The similarity between the solar system and nuclear model suggests that electrons should move around the nucleus in well-defined orbits. Further, the coulomb force ( \(\mathrm{k} q_{1} q_{2} / r^{2}\) where \(q_{1}\) and \(q_{2}\) are the charges, \(r\) is the distance of separation of the charges and \(\mathrm{k}\) is the proportionality constant) between electron and the nucleus is mathematically similar to the gravitational force.

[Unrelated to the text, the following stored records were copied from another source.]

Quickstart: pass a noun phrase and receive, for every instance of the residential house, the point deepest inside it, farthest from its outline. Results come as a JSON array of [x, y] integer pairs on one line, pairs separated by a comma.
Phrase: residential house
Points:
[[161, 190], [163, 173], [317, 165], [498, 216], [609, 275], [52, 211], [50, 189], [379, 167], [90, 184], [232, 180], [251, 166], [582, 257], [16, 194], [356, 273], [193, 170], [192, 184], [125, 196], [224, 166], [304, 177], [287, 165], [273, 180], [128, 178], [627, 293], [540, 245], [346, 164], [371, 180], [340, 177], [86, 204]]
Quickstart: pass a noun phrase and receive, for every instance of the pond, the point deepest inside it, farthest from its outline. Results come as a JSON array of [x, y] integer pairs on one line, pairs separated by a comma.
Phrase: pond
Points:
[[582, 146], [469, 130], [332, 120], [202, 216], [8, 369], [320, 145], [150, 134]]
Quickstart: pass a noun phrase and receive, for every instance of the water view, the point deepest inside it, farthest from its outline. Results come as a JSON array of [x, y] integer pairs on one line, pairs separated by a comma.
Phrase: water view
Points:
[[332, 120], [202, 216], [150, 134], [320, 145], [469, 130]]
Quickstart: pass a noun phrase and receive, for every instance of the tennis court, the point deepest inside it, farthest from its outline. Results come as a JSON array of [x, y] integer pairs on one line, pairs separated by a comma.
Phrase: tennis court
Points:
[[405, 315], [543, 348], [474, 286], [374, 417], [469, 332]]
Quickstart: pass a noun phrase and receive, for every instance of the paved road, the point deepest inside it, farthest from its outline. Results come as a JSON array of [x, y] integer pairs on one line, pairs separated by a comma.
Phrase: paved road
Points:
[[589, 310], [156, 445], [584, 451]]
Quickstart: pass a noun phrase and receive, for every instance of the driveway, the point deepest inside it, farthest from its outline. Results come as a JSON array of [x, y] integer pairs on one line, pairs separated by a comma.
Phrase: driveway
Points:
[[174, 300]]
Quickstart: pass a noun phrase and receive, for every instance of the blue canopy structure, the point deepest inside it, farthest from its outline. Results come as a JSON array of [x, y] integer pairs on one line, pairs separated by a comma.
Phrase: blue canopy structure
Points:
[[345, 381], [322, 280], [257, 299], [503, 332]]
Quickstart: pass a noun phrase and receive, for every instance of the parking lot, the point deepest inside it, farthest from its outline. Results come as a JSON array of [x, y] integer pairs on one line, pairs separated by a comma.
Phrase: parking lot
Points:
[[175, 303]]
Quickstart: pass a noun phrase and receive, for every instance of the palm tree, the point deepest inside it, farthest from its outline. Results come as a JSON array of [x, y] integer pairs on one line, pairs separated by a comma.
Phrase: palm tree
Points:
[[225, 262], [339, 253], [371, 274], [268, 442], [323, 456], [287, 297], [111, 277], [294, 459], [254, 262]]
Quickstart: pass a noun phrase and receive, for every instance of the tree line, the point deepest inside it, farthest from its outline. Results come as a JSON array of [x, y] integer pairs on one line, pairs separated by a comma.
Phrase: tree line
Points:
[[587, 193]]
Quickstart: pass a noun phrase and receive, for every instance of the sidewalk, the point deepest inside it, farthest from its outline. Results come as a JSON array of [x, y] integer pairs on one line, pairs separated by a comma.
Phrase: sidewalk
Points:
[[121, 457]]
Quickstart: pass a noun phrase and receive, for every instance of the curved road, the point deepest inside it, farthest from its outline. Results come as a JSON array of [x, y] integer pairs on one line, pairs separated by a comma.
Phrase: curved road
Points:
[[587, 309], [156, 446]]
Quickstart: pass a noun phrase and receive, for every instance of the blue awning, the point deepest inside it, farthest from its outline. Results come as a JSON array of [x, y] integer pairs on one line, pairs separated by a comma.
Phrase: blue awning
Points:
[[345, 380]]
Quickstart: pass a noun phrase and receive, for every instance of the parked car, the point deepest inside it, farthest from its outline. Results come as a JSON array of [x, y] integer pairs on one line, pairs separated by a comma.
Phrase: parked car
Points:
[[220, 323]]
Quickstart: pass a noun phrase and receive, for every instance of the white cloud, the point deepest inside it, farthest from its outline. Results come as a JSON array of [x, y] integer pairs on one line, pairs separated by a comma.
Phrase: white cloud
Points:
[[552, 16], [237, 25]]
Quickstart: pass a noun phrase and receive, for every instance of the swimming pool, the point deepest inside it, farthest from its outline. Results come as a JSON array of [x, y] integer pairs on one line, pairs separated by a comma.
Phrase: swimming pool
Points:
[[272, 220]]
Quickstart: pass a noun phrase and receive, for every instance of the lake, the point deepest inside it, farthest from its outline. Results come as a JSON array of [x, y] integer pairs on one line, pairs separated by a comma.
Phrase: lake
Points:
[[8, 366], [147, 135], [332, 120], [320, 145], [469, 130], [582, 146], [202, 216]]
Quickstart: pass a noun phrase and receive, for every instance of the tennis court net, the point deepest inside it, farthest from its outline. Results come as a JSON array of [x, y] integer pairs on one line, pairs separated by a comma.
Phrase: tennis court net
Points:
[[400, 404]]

However, when a body is moving in an orbit, it undergoes acceleration even if it is moving with a constant speed in an orbit because of changing direction. So an electron in the nuclear model describing planet-like orbits is under acceleration. According to the electromagnetic theory of Maxwell, charged particles when accelerated should emit electromagnetic radiation (This feature does not exist for planets since they are uncharged). Therefore, an electron in an orbit will emit radiation, the energy carried by radiation comes from electronic motion. The orbit will thus continue to shrink. Calculations show that it should take an electron only \(10^{-8} \mathrm{~s}\) to spiral into the nucleus. But this does not happen. Thus, the Rutherford model cannot explain the stability of an atom. If the motion of an electron is described on the basis of the classical mechanics and electromagnetic theory, you may ask that since the motion of electrons in orbits is leading to the instability of the atom, then why not consider electrons as stationary around the nucleus. If the electrons were stationary, electrostatic attraction between the dense nucleus and the electrons would pull the electrons toward the nucleus to form a miniature version of Thomson’s model of atom.

Another serious drawback of the Rutherford model is that it says nothing about distribution of the electrons around the nucleus and the energies of these electrons.